Para explicar mi biografía periodística tendría que decir lo mismo que el gran J. Farrell MacDonald respondía en ‘Pasión de los fuertes’ a Doc Holliday, cuando este le preguntaba si se había enamorado alguna vez: “Yo siempre he sido camarero”. Me pareció una réplica impecable. De análogo modo, yo siempre ha sido columnista.

Ser columnista es ver la vida desde un sillón Voltaire, como diría Alfredo Bryce Echenique. El maestro Umbral le sacaba partido (y pecho) al tema con un argumento de cuya bondad no acabo de estar seguro, pero que resulta consolador en tiempos de incertidumbre: “Yo no doy nunca noticias. Extiendo rumores que es mucho más efectivo”.

Era evidentemente una boutade, pero tenía hechuras de adelanto profético. La informática hizo que los redactores colocaran directamente sus informaciones y artículos en los espacios asignados. Se prescindió de los correctores, en un alarde de confianza hacia la competencia sintáctica de los redactores. Luego vinieron la generalización de internet, los blogs y las redes sociales. Y en ese punto, este viejo, hermoso y necesario oficio empezó a confundir las noticias con los rumores y las opiniones; la gimnasia con la magnesia y a aceptar la idea de que cualquiera con un ordenador y acceso a internet podía hacer periodismo. Bastaba tener una convicción y una cuenta en Twitter.

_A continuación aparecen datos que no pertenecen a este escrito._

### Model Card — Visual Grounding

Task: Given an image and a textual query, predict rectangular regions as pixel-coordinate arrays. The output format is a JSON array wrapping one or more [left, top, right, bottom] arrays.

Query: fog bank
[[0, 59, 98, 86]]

Por otra parte, las empresas comenzaron a ofrecer sus contenidos en abierto, sin considerar que los consumidores no acostumbran a pagar por aquello que se les ofrece de manera gratuita. Lejos de defender sus posiciones, el periodismo se ha dejado influir, asumiendo problemas que no son específicos sino de la sociedad en general.

Hoy la dificultad mayor para que el tan invocado diálogo, bálsamo de fierabrás capaz de arreglar cualquier mal, es la falta de un lenguaje común y, por tanto, de un relato de los hechos que pueda ser compartido. No hablo de las valoraciones que merezcan, sino de los hechos, que han dejado de ser relevantes, hasta el punto de que los periódicos no sólo difieren en sus opiniones. También los hechos que relatan son distintos.

La contaminación se expresa con algunas obras maestras del relativismo contemporáneo. Por ejemplo: “Todas las opiniones son legítimas”. Todo francés llevaba en su mochila el bastón de mariscal en opinión de Napoleón y cada español lleva dentro un corazón opinador, un alma de tertuliano. España vive en estado de opinión, lo cual nos lleva a una inflación extraordinaria y, por tanto, a una banalidad inevitable. La información se ha dejado contaminar por la opinión y la opinión por la literatura. La crisis, la de los anunciantes, la de las ventas, encubre otra de carácter epistemológico y vocacional: se trata de saber cuál es la función del periodismo respecto a la realidad; vinimos aquí para contarla, no para dar testimonio de los sentimientos, sin duda muy legítimos, que nos suscita.